Merhabalar. Gebze Organize Sanayi Bölgesinde araba parçaları üreten bir fabrikada çalışıyorum. Fabrikada işlerin yoğun olduğu söylendi. Bu nedenle birkaç gün boyunca günde 15 saat çalışacaktık. Üretim müdürü bize bu haberi şöyle verdi: “Sizler, benim bu fabrikada en değer verdiğim elemanlarsınız. Sadece birkaç gün sizden özel performans bekliyorum. Üstesinden geleceğinize eminim, size güveniyorum.”
“Ne olacak birkaç günden? Hem mesai yapar, fazla para alırız” diyerek çalışmaya başladık. İlk gün sabah 8’den ertesi gün sabah 8’e kadar çalıştık. Tabii ki eve gitmem dokuz buçuğu buldu. Aynı günün akşamı 5 buçukta tekrar işbaşı yapıp sabah 8’e kadar çalıştık. Bu çalışma temposu tam bir hafta sürdü. Adeta robot gibi olmuştuk. Ben kendimi makinenin bir parçası gibi hissetmeye başlamıştım. Bu da yetmezmiş gibi uykusuzluktan ve yorgunluktan dolayı ürettiğimiz parçaları düşürüp ıskartaya ayırdığımızda amirlerimizden yemediğimiz fırça kalmıyordu. Bu çalışma temposuyla insan haliyle günleri de şaşırıyor. Öyle ki Pazar sabahı durağıma gidip servisi beklemeye başladım. Servis gelmeyince de amirimi aradım. Bir fırça da tatil gününde adamın uykusunu böldüğüm için yedim. Anlayacağınız kâbus dolu bir haftayı geride bıraktık. Normal çalışma düzenine döndüğümüzde müdürümüz ne dese beğenirsiniz; “hadi gençler gözünüz aydın, normale döndünüz.” O an anladık ki patron ve müdürün gözünde bizim hiçbir değerimiz yokmuş. Ay sonu maaş bordrolarımızı aldığımızda, mesai ücretlerimizin hep normal çalışma üzerinden verildiğini gördük. “Nasıl olur? O kadar mesai yaptık, normal çalışma olarak gösterilmiş” dediğimizde, amirden “yapacak bir şey yok, mesai ücretleri böyle” cevabını aldık. Bizler hem haklarımızı bilmediğimizden, hem de birlik olmadığımızdan bunu da sineye çektik.

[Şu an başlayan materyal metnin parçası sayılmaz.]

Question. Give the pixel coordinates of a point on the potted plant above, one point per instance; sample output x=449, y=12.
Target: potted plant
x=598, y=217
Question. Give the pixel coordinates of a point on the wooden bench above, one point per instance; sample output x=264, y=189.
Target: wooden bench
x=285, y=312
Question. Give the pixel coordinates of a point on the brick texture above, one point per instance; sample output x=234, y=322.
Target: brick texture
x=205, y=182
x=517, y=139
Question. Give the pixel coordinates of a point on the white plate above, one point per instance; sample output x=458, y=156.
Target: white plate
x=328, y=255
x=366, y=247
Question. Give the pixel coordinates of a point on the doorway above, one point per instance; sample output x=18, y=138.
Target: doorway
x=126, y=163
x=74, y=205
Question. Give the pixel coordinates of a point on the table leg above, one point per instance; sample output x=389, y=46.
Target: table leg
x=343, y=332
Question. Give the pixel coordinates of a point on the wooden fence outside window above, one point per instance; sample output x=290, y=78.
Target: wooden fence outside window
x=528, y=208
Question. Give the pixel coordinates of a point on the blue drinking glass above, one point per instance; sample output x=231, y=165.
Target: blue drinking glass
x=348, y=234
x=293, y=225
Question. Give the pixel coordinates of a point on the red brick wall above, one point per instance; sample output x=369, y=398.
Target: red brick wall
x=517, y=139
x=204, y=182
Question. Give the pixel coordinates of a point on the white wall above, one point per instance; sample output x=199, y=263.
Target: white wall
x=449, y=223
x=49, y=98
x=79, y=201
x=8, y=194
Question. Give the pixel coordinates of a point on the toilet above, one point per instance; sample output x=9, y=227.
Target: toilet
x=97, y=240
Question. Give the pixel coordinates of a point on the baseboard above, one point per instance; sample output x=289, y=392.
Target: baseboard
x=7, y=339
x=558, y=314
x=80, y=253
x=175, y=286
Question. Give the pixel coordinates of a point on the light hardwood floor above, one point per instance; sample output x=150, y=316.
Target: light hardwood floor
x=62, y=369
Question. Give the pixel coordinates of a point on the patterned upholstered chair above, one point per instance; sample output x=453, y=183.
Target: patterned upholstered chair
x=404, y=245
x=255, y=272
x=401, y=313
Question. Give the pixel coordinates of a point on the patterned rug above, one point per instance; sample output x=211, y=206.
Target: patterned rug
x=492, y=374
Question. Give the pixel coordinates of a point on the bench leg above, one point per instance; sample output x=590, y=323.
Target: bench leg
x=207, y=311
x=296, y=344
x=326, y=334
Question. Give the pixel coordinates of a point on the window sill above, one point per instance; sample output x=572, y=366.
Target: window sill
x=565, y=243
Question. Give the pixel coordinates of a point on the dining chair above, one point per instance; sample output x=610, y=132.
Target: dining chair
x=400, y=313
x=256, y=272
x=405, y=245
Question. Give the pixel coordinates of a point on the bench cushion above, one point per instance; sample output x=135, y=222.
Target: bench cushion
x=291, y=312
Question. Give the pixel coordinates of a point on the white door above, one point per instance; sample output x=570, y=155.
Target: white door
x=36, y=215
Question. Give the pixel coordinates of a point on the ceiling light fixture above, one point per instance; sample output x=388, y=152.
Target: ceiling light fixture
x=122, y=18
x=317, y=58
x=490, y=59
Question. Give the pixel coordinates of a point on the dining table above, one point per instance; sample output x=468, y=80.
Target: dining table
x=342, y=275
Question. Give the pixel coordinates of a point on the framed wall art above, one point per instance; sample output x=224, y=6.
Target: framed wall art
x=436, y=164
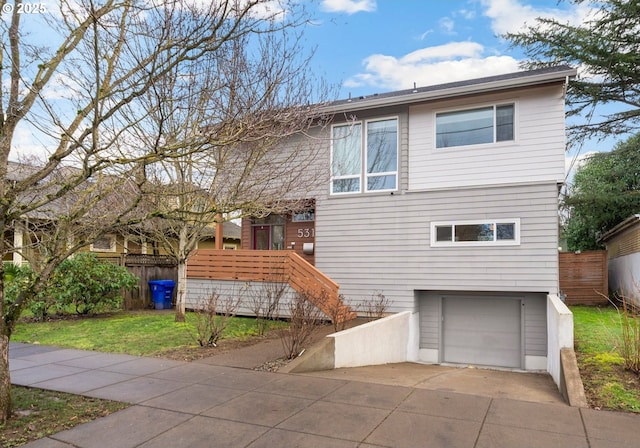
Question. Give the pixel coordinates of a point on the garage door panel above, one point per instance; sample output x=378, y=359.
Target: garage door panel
x=482, y=330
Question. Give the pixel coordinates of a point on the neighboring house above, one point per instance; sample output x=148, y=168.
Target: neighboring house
x=623, y=252
x=25, y=233
x=134, y=242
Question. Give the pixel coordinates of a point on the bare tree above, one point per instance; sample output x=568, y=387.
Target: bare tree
x=82, y=93
x=232, y=122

Fabrikada kumlama bölümü var. Orada çalışan 19 yaşında bir arkadaşımız vardı. Sürekli bize göğsünün daraldığını söylüyordu. En sonunda doktora gitti, doktor ciğerlerinde kum olduğunu, bu işi bırakması gerektiğini söylemiş. Arkadaşımız da durumu patrona bildirmiş ve sonuçta işten çıkartılmış. Hiçbir işçi güvenliği almayan patronun işini yaparken ciğerleri kum dolan 19 yaşındaki arkadaşımız, hem işinden oldu hem de sağlığından. Hakkını nasıl arayacağını bilmeyen işçiler olarak çalışmak o kadar zor ki!
Benim imdadıma UİD-DER yetişti. UİD-DER’e gelip etkinliklere katılınca işçi olmanın ne demek olduğunu anlayabiliyor insan. Burada katıldığım etkinlikler, sohbet ettiğim ağabeylerim ve ablalarım sayesinde öğrenmeye başladım. Öğrendiklerimi arkadaşlarıma da anlatmaya, onları da UİD-DER’e getirmeye başladım. İşçi arkadaşlar, öğrenmek güzel şeymiş, fabrikalarda haksızlıklara karşı mücadele etmek güzel şeymiş. Bence vakit kaybetmeden siz de UİD-DER’e gelin.